Le Royaume-Uni envisage d’acquérir davantage de F-35 au lieu de nouveaux Eurofighter Typhoons. Cette décision aura des conséquences sur la capacité militaire, l’industrie nationale et les relations diplomatiques. BAE Systems, acteur clé des deux programmes, emploie plusieurs milliers de personnes en Angleterre pour produire des composants critiques des deux avions. Choisir massivement le F-35 renforcerait la dépendance vis-à-vis des États-Unis, fragiliserait l’industrie aéronautique européenne, et pourrait affecter l’emploi au Royaume-Uni. Le F-35A offre des performances en furtivité et en guerre électronique supérieures mais est moins performant que l’Eurofighter pour certaines missions spécifiques comme l’interception rapide.
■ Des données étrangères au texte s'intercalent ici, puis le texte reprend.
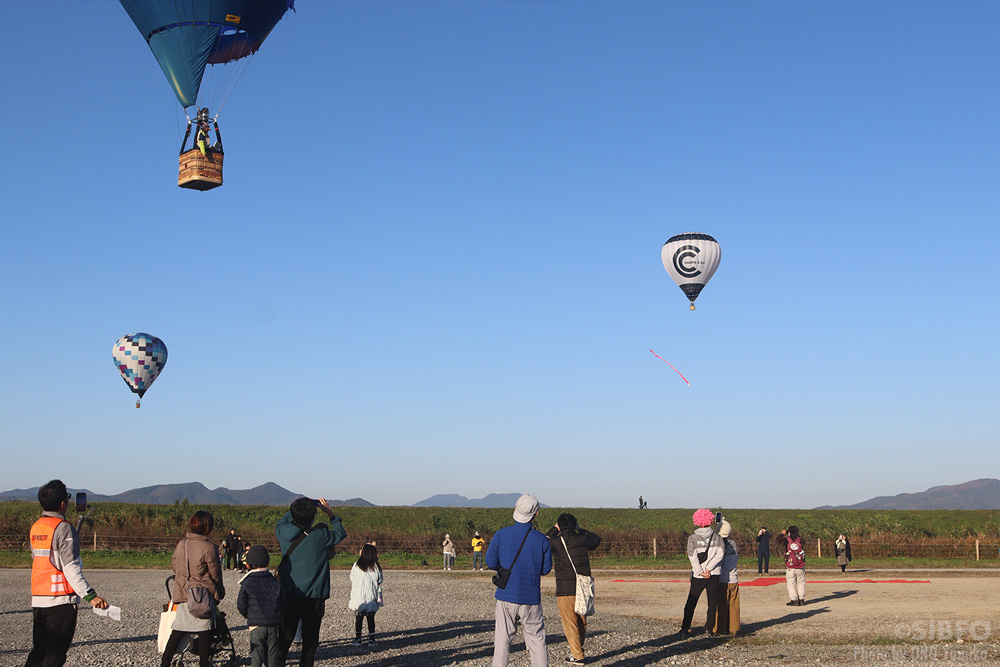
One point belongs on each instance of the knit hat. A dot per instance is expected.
(257, 557)
(703, 518)
(526, 508)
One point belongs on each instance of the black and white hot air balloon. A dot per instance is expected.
(691, 259)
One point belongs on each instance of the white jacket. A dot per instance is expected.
(364, 589)
(697, 542)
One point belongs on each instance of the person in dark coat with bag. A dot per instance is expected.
(570, 545)
(260, 602)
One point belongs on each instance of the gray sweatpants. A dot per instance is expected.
(795, 579)
(532, 622)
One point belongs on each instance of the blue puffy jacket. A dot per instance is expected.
(524, 586)
(260, 599)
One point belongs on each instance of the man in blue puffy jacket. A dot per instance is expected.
(525, 552)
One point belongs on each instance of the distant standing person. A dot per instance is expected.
(305, 573)
(795, 565)
(195, 564)
(705, 550)
(525, 552)
(260, 602)
(449, 552)
(478, 555)
(570, 545)
(763, 550)
(57, 582)
(842, 548)
(729, 584)
(366, 591)
(232, 544)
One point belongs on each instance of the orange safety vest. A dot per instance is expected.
(45, 578)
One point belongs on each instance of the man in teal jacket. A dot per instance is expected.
(305, 573)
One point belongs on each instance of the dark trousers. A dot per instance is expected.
(52, 632)
(264, 646)
(310, 612)
(202, 639)
(763, 560)
(711, 588)
(359, 616)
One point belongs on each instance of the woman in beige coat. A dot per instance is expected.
(199, 555)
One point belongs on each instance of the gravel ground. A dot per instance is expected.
(440, 619)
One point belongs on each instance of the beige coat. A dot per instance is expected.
(206, 570)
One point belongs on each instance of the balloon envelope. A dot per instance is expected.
(139, 358)
(187, 35)
(691, 260)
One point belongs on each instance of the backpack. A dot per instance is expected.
(795, 554)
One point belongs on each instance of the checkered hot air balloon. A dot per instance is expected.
(139, 358)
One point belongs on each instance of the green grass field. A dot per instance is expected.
(139, 536)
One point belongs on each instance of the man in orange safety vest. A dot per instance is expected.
(57, 582)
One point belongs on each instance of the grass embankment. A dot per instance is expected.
(143, 535)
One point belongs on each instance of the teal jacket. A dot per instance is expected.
(308, 573)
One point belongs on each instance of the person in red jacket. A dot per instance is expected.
(57, 581)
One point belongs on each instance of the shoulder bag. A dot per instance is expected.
(201, 604)
(503, 574)
(285, 565)
(584, 605)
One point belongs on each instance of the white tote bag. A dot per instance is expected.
(584, 605)
(166, 625)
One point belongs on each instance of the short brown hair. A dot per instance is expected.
(201, 523)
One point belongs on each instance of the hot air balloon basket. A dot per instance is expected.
(200, 172)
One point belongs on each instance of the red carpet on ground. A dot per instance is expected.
(771, 581)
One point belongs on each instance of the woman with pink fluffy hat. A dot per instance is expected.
(705, 550)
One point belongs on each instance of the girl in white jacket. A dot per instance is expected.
(366, 592)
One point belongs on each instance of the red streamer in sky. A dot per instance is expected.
(672, 366)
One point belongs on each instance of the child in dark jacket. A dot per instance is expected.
(260, 602)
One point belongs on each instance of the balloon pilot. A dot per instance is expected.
(202, 137)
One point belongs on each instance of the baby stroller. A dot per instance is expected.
(222, 651)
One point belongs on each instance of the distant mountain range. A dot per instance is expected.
(455, 500)
(195, 492)
(979, 494)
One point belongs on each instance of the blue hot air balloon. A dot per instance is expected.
(139, 357)
(186, 36)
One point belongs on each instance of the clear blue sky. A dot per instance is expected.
(434, 266)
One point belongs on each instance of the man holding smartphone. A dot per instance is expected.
(57, 581)
(304, 572)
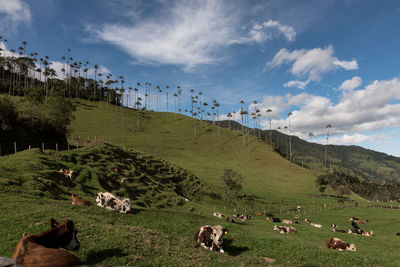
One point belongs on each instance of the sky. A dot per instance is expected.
(331, 62)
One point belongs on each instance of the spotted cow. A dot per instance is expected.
(111, 202)
(211, 237)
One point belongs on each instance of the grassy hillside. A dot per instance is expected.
(207, 154)
(164, 162)
(33, 192)
(365, 163)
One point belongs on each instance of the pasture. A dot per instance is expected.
(167, 164)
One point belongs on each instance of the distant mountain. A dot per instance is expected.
(365, 163)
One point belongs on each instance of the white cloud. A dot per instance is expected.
(350, 85)
(187, 33)
(370, 109)
(13, 12)
(287, 31)
(311, 63)
(297, 84)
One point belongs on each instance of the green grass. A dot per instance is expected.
(167, 163)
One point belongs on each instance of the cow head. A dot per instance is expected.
(217, 234)
(66, 234)
(351, 247)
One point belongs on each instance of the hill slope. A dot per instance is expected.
(368, 164)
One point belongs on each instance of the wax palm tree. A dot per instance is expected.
(290, 114)
(270, 127)
(229, 115)
(326, 145)
(96, 67)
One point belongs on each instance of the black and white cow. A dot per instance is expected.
(111, 202)
(211, 237)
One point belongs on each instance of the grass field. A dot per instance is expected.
(167, 163)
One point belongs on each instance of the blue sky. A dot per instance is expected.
(327, 62)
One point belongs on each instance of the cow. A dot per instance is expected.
(245, 217)
(316, 225)
(229, 219)
(368, 233)
(67, 174)
(211, 237)
(336, 243)
(218, 214)
(284, 229)
(334, 229)
(111, 202)
(274, 219)
(80, 201)
(43, 249)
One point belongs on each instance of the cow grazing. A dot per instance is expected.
(229, 219)
(368, 233)
(218, 214)
(111, 202)
(43, 249)
(80, 201)
(334, 229)
(245, 217)
(316, 225)
(67, 174)
(336, 243)
(284, 229)
(274, 219)
(211, 237)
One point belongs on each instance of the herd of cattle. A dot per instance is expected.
(43, 249)
(206, 240)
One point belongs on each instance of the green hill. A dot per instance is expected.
(368, 164)
(168, 158)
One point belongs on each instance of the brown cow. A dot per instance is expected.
(43, 249)
(336, 243)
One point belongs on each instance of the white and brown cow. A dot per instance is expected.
(284, 229)
(218, 214)
(111, 202)
(211, 237)
(67, 173)
(316, 225)
(336, 243)
(43, 249)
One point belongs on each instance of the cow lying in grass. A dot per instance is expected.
(43, 249)
(111, 202)
(67, 174)
(211, 237)
(284, 229)
(80, 201)
(335, 229)
(218, 214)
(336, 243)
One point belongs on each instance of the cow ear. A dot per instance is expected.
(69, 225)
(53, 223)
(209, 229)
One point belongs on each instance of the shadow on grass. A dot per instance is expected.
(233, 250)
(95, 257)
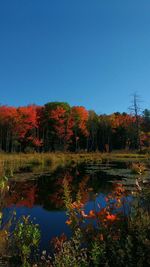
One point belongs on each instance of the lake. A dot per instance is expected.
(41, 195)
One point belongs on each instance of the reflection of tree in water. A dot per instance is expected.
(22, 194)
(47, 190)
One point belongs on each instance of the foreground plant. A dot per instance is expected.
(26, 238)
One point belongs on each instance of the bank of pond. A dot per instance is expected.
(87, 212)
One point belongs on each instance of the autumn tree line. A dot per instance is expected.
(57, 126)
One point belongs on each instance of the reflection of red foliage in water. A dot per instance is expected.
(22, 196)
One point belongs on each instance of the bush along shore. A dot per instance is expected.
(115, 235)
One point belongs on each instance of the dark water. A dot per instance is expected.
(41, 198)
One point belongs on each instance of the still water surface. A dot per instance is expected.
(41, 197)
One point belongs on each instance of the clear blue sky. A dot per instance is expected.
(91, 53)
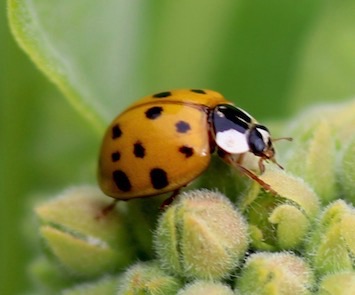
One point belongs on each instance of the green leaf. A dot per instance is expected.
(74, 45)
(326, 69)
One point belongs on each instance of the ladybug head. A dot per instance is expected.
(236, 132)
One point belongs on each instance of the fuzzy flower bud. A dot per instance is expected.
(347, 168)
(342, 283)
(147, 278)
(83, 244)
(331, 247)
(275, 273)
(206, 287)
(312, 157)
(105, 286)
(281, 221)
(201, 236)
(318, 134)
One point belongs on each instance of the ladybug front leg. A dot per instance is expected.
(228, 158)
(169, 200)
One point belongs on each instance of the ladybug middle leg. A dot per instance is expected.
(228, 158)
(169, 200)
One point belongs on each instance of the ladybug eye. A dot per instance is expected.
(259, 140)
(256, 142)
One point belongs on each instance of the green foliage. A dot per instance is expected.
(268, 57)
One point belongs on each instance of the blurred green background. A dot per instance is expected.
(271, 57)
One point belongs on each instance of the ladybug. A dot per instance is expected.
(164, 141)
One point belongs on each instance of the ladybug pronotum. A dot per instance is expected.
(164, 141)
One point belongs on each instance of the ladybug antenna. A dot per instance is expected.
(282, 138)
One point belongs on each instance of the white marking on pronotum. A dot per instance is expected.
(232, 141)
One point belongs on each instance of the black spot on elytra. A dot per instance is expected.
(186, 150)
(162, 94)
(139, 150)
(115, 156)
(158, 178)
(116, 131)
(153, 112)
(182, 127)
(200, 91)
(121, 180)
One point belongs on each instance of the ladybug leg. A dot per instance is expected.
(229, 159)
(169, 200)
(107, 209)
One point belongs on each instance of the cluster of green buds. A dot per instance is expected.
(242, 240)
Le contexte industriel du choix F-35 contre Eurofighter
La décision britannique d’augmenter ses commandes de F-35 au détriment du Eurofighter Typhoon affectera directement l’industrie aéronautique nationale. BAE Systems, principal industriel de défense au Royaume-Uni, participe à hauteur de 15 % dans la production du F-35, notamment pour l’assemblage des fuselages arrière, des empennages horizontaux et verticaux, ainsi que des systèmes électroniques critiques comme la suite de guerre électronique et l’ordinateur de gestion de vol.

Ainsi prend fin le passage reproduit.